Abstract
Penetrating ballistic brain injury involves a leading shockwave producing a temporary cavity causing substantial secondary injury. In response to the prevalence of this type of brain trauma in the military, a rat model of penetrating ballistic-like brain injury (PBBI) was established. This study focuses on cerebral physiological responses resulting from a PBBI, specifically the immediate and delayed changes in intracranial pressure (ICP) and cerebral perfusion pressure (CPP). ICP/CPP was measured continuously in rats subjected to PBBI, probe insertion alone, or sham injury. Immediately following the PBBI, a transient (<0.1 sec) and dramatic elevation of ICP reaching 280.0 ± 86.0 mm Hg occurred, accompanied by a profound decrease in CPP to −180.2 ± 90.1 mm Hg. This emergent ICP/CPP response resolved spontaneously within seconds, but was followed by a slowly-developing and sustained secondary phase, which peaked at 24 h post-injury, reaching 37.2 ± 10.4 mm Hg, and remained elevated until 72 h post-injury. The measured decrease in CPP reached 85.3 ± 17.2 mm Hg at 3 h post-injury. By comparison, probe insertion alone did not produce the immediate ICP crisis (28.6 ± 9.1 mm Hg), and only a mild and sustained increase in ICP (13.5 ± 2.1 mm Hg) was observed in the following 3 h post-injury. Injury severity, as measured by lesion volume, brain swelling, and neurological deficits at 1, 3, and 7 days post-injury, also reflected the distinctive differences between the dynamics of the PBBI versus controls. These results not only reinforced the severe nature of this model in mimicking the ballistic effect of PBBI, but also established cerebral pathophysiological targets for neuroprotective therapies.
Introduction
P
For many years, experimental research on penetrating injuries has focused largely on the low-energy induced TBI (i.e., the stab wound), whereas studies on TBI caused by ballistic events were limited due to the lack of socially acceptable and/or appropriate animal models. Since the ballistic brain injury carries significant military importance, a rat model simulating key features of the ballistic injury (i.e., cerebral penetration and formation of an intracerebral temporary cavity) was established. Pivotal to the dynamics of this penetrating ballistic-like brain injury (PBBI) model is that it can replicate the injury tract and kinetics of the temporary cavity caused by different caliber ballistics entering the brain, without firing a projectile (Williams et al., 2005a).

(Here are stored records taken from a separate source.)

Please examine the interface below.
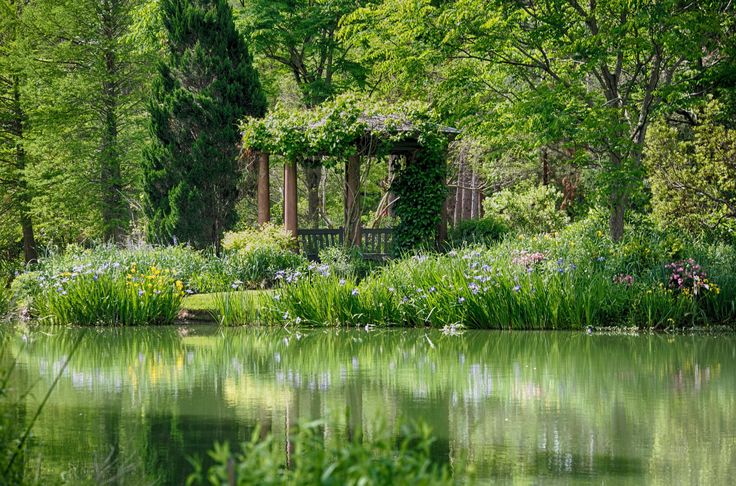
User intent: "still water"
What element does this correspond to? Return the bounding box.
[6,326,736,484]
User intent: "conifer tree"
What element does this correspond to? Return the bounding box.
[144,0,266,250]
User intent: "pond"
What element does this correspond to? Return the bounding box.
[1,326,736,484]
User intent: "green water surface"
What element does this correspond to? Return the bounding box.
[1,326,736,484]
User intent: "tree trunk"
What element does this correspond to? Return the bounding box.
[608,191,626,241]
[284,161,299,239]
[257,153,271,225]
[304,161,322,228]
[542,147,549,186]
[452,159,465,226]
[100,2,128,242]
[345,155,361,246]
[12,76,38,263]
[462,167,473,220]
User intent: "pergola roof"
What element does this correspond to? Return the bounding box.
[309,114,460,154]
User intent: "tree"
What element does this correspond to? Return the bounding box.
[0,0,38,262]
[144,0,265,251]
[347,0,734,240]
[645,103,736,239]
[3,0,155,247]
[241,0,366,226]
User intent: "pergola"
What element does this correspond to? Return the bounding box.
[247,110,459,254]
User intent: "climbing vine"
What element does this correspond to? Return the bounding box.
[391,150,447,253]
[241,96,447,252]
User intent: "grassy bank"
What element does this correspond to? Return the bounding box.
[218,220,736,329]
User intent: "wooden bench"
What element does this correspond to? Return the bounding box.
[296,228,393,260]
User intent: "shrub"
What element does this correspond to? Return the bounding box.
[220,248,307,289]
[450,217,508,246]
[483,184,568,234]
[270,215,736,329]
[0,286,10,320]
[187,422,459,486]
[32,264,184,326]
[12,241,306,298]
[222,223,296,253]
[645,102,736,245]
[319,246,380,278]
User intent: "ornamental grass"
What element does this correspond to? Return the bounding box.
[244,217,736,329]
[32,263,184,326]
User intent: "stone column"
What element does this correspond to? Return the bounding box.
[345,154,361,246]
[284,161,298,238]
[258,152,271,225]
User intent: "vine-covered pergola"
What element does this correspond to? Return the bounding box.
[242,97,458,250]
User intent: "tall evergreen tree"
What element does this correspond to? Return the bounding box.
[144,0,266,250]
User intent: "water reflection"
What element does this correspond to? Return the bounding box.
[5,327,736,484]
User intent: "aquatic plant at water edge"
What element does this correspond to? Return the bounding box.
[32,263,184,326]
[12,245,306,303]
[0,286,10,320]
[213,291,271,326]
[270,221,736,329]
[187,422,460,486]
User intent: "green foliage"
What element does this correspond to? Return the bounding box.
[222,223,296,254]
[144,0,265,251]
[391,150,447,253]
[187,422,456,486]
[450,216,509,246]
[213,291,271,326]
[17,0,155,243]
[319,246,380,278]
[241,95,447,165]
[11,241,306,305]
[213,248,307,290]
[343,0,733,239]
[264,215,736,329]
[239,0,366,107]
[483,185,569,234]
[31,264,184,326]
[646,103,736,241]
[0,285,11,321]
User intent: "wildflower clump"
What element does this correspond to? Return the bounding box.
[665,258,720,296]
[33,262,186,326]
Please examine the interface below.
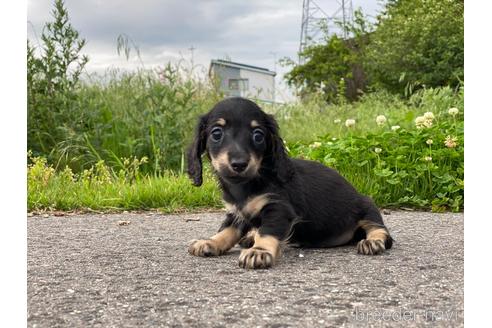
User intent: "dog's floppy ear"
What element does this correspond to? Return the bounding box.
[266,115,294,182]
[187,115,208,187]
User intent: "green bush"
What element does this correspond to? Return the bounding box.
[288,89,464,211]
[364,0,464,93]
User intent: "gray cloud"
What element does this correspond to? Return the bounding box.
[27,0,381,101]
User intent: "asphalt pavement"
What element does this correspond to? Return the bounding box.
[27,211,464,328]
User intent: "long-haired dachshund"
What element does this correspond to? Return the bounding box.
[184,98,393,269]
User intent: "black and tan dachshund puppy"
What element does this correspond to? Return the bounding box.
[188,98,393,269]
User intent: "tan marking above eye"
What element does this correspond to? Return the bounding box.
[210,151,229,171]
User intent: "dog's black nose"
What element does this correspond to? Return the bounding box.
[231,160,248,173]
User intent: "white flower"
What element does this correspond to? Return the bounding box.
[444,136,458,148]
[424,112,434,121]
[376,115,386,126]
[448,107,460,116]
[415,116,425,129]
[345,119,355,128]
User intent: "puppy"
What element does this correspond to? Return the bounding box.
[187,98,393,269]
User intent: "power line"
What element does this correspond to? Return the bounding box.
[299,0,354,64]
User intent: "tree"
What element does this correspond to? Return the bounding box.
[283,10,371,101]
[27,0,89,154]
[364,0,464,92]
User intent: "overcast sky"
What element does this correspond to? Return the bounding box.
[27,0,382,98]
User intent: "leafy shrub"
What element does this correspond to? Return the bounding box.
[288,90,464,211]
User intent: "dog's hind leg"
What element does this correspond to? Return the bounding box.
[357,208,393,255]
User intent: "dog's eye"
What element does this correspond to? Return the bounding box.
[210,127,224,142]
[253,129,265,144]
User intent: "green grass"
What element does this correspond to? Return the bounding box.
[27,158,222,213]
[28,66,464,212]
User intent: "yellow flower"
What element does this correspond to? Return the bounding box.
[345,119,355,128]
[424,112,434,121]
[448,107,460,116]
[415,116,425,129]
[376,115,386,126]
[444,136,458,148]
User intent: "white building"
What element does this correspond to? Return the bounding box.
[209,59,276,102]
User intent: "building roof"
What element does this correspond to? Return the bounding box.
[210,59,277,76]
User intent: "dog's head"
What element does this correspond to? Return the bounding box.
[188,98,291,186]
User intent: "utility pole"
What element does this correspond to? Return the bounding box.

The histopathological changes and functional deficits of the rat PBBI model have been well defined (Williams et al., 2005a), and the model has also been successfully used to study neuroprotective therapies (Chen et al., 2009; Lu et al., 2009; Shear et al., 2009; Wei et al., 2009). However, PBBI-induced intracranial pressure (ICP) and cerebral perfusion pressure (CPP) changes, and their roles associated with secondary brain injury, have not been systematically evaluated. As elevation in ICP and reduction in CPP have been correlated with post-traumatic complications and unfavorable outcomes (Marmarou, 1992), they remain important clinical indices of injury severity. Therefore, the purpose of this study was to characterize the immediate and sub-acute physiological responses, mainly with regard to ICP and CPP, and the associated secondary injuries (i.e., brain swelling and functional deficits), in a rat model of PBBI.
Methods
Experiments were conducted using male Sprague-Dawley rats (275–325 g; Charles River Laboratories, Raleigh, VA). During surgical procedures, the rats were anesthetized with isoflurane (∼ 5% for induction; 1.5% for maintenance) delivered in a mixture of 30% oxygen and 70% air. All experiments were approved by the Institutional Animal Care and Use Committee of Walter Reed Army Institute of Research, and were conducted in compliance with the Animal Welfare Act and Guide for the Care and Use of Laboratory Animals (National Research Council).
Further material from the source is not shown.